Cruzamos la puerta. El suelo era de parquet y en él se había trazado un camino con tiza en el cual se encerraban las manchas de sangre que conducían hacia una escalera situada unos tres metros a nuestra izquierda. Beryl había seguido aquel camino para dirigirse a la escalera. Su angustia y terror debieron de ser más intensos que su dolor. En la pared de la izquierda se observaban varias tiznaduras de sangre hechas con los dedos heridos, que la víctima debió de extender y deslizar por dicha pared para no perder el equilibrio.

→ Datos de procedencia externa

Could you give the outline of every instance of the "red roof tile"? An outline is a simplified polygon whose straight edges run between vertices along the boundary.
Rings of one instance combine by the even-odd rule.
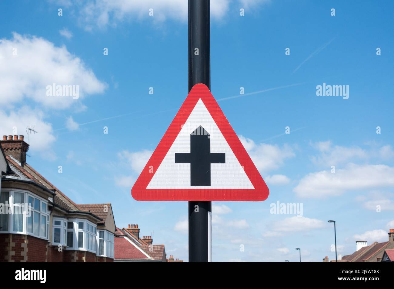
[[[388,257],[388,258],[391,261],[394,261],[394,250],[385,250],[385,252],[386,252],[386,254],[387,254],[387,256]]]
[[[125,237],[116,237],[114,241],[115,259],[151,260]]]

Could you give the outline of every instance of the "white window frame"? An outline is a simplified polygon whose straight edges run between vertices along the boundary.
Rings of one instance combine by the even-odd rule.
[[[100,237],[100,232],[103,232],[104,233],[104,237]],[[98,230],[97,234],[97,243],[98,247],[97,248],[97,256],[100,257],[108,257],[109,258],[113,258],[114,235],[113,233],[107,231],[106,230]],[[102,254],[100,254],[100,240],[103,240],[104,248]]]
[[[67,246],[67,219],[65,218],[54,217],[52,220],[52,244]],[[55,225],[55,222],[60,222],[60,225]],[[60,229],[60,241],[55,241],[55,228]]]
[[[23,210],[23,230],[22,231],[15,231],[13,229],[13,218],[14,214],[8,214],[8,230],[7,231],[0,231],[0,234],[20,234],[24,235],[29,235],[33,237],[35,237],[44,240],[49,239],[49,215],[48,212],[48,200],[46,200],[43,198],[37,196],[33,194],[29,191],[23,190],[14,189],[3,189],[0,191],[0,194],[4,192],[7,192],[9,194],[9,198],[8,199],[9,205],[11,206],[13,209],[15,206],[21,207],[21,206],[18,206],[14,204],[14,195],[15,193],[21,193],[24,194],[24,204]],[[33,208],[31,210],[31,213],[33,218],[33,226],[34,226],[34,212],[35,212],[39,214],[38,220],[38,235],[36,235],[34,233],[34,230],[32,230],[32,232],[29,232],[28,231],[28,215],[29,212],[29,208],[28,208],[28,200],[29,197],[33,198],[33,202],[34,203],[35,199],[37,199],[40,201],[40,208],[39,210],[35,210],[34,209],[34,203],[33,204]],[[44,203],[46,208],[45,212],[42,212],[42,204]],[[43,236],[41,234],[41,219],[42,217],[45,217],[45,234]]]
[[[73,228],[67,229],[67,232],[68,234],[69,232],[72,231],[74,234],[73,236],[72,247],[67,247],[66,250],[78,250],[79,251],[87,251],[92,253],[97,253],[97,241],[96,240],[96,234],[93,234],[90,230],[88,230],[88,225],[89,228],[90,229],[91,227],[92,227],[92,231],[96,232],[97,231],[97,225],[92,223],[91,222],[87,220],[81,219],[69,219],[68,222],[73,222]],[[83,228],[79,228],[79,223],[82,223],[83,225]],[[82,233],[83,236],[82,247],[80,247],[78,243],[78,238],[79,238],[79,233]],[[91,236],[92,240],[92,245],[90,246],[89,242],[89,237]]]

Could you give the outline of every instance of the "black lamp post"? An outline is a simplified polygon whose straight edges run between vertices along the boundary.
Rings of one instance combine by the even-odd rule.
[[[296,248],[296,250],[299,250],[299,261],[301,261],[301,249],[299,248]]]
[[[335,221],[330,220],[328,223],[334,223],[334,236],[335,238],[335,262],[338,262],[338,260],[336,259],[336,229],[335,228]]]

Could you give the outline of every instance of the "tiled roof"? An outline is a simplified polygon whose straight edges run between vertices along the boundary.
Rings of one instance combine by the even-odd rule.
[[[134,259],[136,260],[151,260],[128,241],[125,237],[115,237],[114,239],[114,242],[115,259]]]
[[[383,242],[381,243],[376,243],[375,246],[372,247],[370,250],[366,252],[365,254],[362,255],[355,261],[355,262],[363,262],[366,260],[375,255],[382,249],[388,243],[388,242]]]
[[[367,250],[371,249],[372,246],[374,245],[375,243],[372,244],[369,246],[366,246],[365,247],[361,248],[358,250],[353,254],[350,255],[346,255],[342,257],[342,260],[348,260],[349,262],[351,262],[355,260],[360,255],[364,253]]]
[[[386,254],[387,254],[387,256],[388,258],[390,260],[390,261],[394,261],[394,250],[385,250],[385,252]]]
[[[89,212],[94,214],[97,217],[102,219],[102,221],[98,223],[99,224],[104,225],[108,215],[108,210],[104,210],[105,206],[108,206],[107,209],[111,207],[110,204],[81,204],[77,205],[81,210]]]
[[[151,252],[149,250],[151,247],[149,246],[141,246],[141,249],[155,260],[162,260],[164,254],[164,245],[152,245],[152,248],[153,250]]]

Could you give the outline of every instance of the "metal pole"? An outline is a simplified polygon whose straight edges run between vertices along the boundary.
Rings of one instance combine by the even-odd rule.
[[[336,229],[335,228],[335,223],[336,222],[334,222],[334,236],[335,237],[335,262],[337,262],[338,260],[337,260],[337,256],[338,255],[336,254]]]
[[[189,91],[204,83],[211,89],[210,0],[189,0]],[[211,202],[189,202],[189,261],[212,259]]]

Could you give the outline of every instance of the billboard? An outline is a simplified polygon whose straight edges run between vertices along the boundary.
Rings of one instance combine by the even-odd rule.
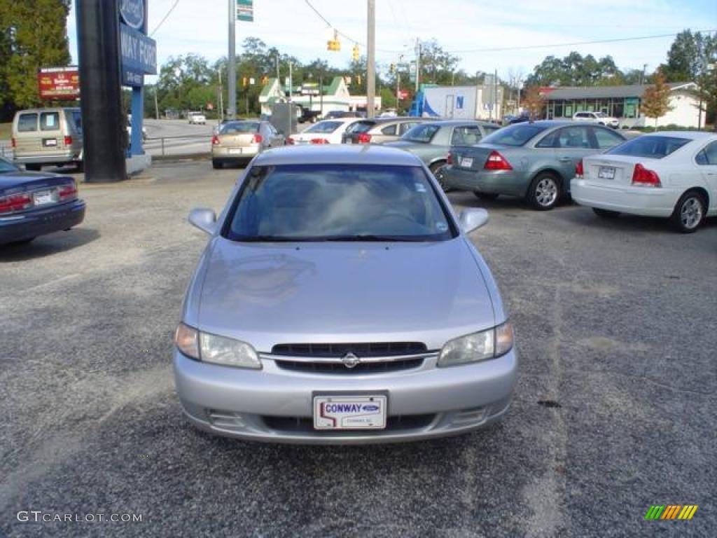
[[[80,71],[77,66],[47,67],[37,73],[40,99],[74,100],[80,97]]]

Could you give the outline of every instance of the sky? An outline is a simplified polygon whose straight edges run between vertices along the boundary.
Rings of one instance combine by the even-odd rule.
[[[228,0],[148,1],[150,34],[157,42],[160,65],[169,57],[190,52],[210,61],[227,55]],[[309,2],[331,27],[306,0],[254,0],[255,22],[236,23],[237,53],[244,39],[251,36],[305,62],[320,58],[332,66],[345,67],[351,61],[351,39],[366,54],[366,1]],[[596,58],[609,55],[622,70],[641,70],[647,64],[650,73],[665,61],[673,36],[566,44],[674,34],[687,28],[717,30],[717,0],[376,0],[376,6],[379,70],[402,55],[404,61],[414,59],[417,39],[435,38],[460,58],[459,68],[468,73],[497,70],[504,79],[524,77],[546,56],[563,57],[572,50]],[[339,37],[341,52],[326,49],[331,27],[351,38]],[[76,63],[74,9],[67,32]],[[146,80],[152,83],[154,78]]]

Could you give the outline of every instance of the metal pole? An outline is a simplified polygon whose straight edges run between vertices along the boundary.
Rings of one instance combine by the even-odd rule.
[[[229,65],[227,67],[227,89],[229,103],[227,116],[233,120],[237,117],[237,0],[229,0]]]
[[[376,0],[369,1],[369,32],[366,43],[366,117],[374,115],[376,100]]]
[[[76,4],[85,181],[127,179],[117,0]]]

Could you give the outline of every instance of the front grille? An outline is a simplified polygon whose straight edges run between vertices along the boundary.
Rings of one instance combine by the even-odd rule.
[[[293,372],[307,372],[316,374],[341,374],[351,375],[356,374],[380,374],[388,372],[400,372],[418,368],[423,364],[423,359],[407,359],[402,361],[386,362],[363,362],[353,368],[347,368],[341,363],[336,362],[295,362],[275,359],[276,365],[285,370]]]
[[[370,344],[278,344],[272,354],[288,357],[340,358],[347,353],[364,358],[418,355],[426,352],[422,342],[377,342]]]
[[[310,417],[262,417],[268,428],[291,433],[312,433],[313,435],[381,435],[386,432],[402,432],[421,430],[427,428],[435,419],[435,415],[398,415],[386,417],[384,430],[314,430],[313,419]]]

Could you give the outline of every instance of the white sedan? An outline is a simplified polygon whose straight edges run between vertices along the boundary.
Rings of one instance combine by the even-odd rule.
[[[717,215],[717,134],[646,134],[586,157],[571,182],[575,202],[603,217],[669,217],[683,233]]]
[[[286,140],[288,144],[340,144],[341,135],[348,126],[361,118],[335,118],[331,120],[322,120],[314,123],[301,133],[292,135]]]

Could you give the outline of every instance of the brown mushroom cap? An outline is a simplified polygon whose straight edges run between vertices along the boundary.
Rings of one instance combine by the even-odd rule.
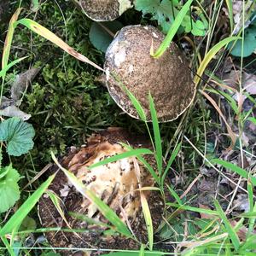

Había manchas negras en el suelo, las paredes y el techo. Beryl había corrido hasta el final del pasillo del piso de arriba, donde su atacante la acorraló momentáneamente. Allí había mucha sangre. La persecución se debió de reanudar cuando ella consiguió huir del callejón sin salida y corrió a su dormitorio, donde quizás escapó de su atacante subiendo a la cama de matrimonio mientras él la rodeaba. En aquel momento, ella le debió de arrojar la maleta o quizá la maleta estaba encima de la cama y cayó al suelo. La policía la encontró abierta sobre la alfombra y boca abajo, como una tienda de campaña, con varios papeles diseminados a su alrededor, entre ellos las fotocopias de las cartas que había escrito desde Key West.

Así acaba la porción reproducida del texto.